Or it could have just been to avoid Menma’s current state. Spies could get battle fatigue the same as normal soldiers, and it was usually a little sneakier than it was when someone was simply fighting.

“So what kind of warm welcome can I expect?” Menma kept his tone only _ slightly _ sarcastic and Jiraiya returned the courtesy by not gloating obnoxiously.

Considering the man’s quiet satisfaction at winning an argument that had persisted for their entire professional relationship was more than enough to grate on Menma’s nerves, he appreciated the restraint.

“Just a quick pass through T&I on arrival— more a formality than anything else— a probation period, and an assessment before you get added to the mission roster Normally, it’d be a little more involved, but you’ve been working _ for _ Konoha and you’re an Uzumaki besides. I’ll send a message so the Hokage knows you’ll be coming— including your specialties— and you’ll have another one with you to confirm that you’re the person I was talking about.”

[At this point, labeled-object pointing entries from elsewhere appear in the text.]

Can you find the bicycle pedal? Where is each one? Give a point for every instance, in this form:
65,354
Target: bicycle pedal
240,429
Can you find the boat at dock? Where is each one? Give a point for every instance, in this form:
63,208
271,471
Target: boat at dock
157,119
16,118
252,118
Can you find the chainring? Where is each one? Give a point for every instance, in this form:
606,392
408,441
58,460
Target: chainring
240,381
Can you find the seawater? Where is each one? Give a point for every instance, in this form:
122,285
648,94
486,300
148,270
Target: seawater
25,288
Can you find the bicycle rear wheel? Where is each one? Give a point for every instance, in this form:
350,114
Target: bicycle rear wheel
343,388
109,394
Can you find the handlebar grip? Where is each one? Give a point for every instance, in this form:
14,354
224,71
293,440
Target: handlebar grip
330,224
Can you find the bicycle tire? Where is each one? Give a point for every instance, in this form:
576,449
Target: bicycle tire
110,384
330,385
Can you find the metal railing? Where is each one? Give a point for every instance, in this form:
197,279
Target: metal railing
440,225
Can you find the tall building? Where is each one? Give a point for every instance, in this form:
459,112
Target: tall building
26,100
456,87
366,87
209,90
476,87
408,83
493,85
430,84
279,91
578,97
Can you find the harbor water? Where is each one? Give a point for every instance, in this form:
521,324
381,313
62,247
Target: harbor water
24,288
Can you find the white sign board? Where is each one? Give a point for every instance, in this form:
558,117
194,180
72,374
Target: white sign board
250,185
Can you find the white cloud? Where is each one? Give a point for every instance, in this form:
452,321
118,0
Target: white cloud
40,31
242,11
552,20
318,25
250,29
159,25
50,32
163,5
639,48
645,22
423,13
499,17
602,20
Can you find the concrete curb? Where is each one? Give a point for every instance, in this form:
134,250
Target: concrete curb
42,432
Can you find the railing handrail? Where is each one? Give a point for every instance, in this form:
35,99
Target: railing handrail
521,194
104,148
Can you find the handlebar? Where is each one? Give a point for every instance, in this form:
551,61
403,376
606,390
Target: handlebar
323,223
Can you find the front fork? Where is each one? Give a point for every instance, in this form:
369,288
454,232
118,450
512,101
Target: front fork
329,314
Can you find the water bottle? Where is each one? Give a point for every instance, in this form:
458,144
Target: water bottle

Menma shot him a look. “_ All _ my specialties?”

“Yes, _ all _ of them. I don’t want to have to run across half the Elemental Nations to bail you out of Ibiki’s full treatment because the Hokage finds it suspicious that you claim a certain mastery when it actually _ is _ just a coincidence.”

He grimaced. “Fair point.”

“I’m not saying you have to have it as part of your standard introduction, kid, but the Hokage, at least, should know about it and he can decide who else needs to know.” Jiraiya paused to consider that thought. “Probably just the Jounin and ANBU Commanders, but he might inform the Council as well; smells a bit less like a set-up that way.” He finished off his cup of sake while Menma begrudgingly allowed him that point. “Also, please don’t leave your clan name off the paperwork.”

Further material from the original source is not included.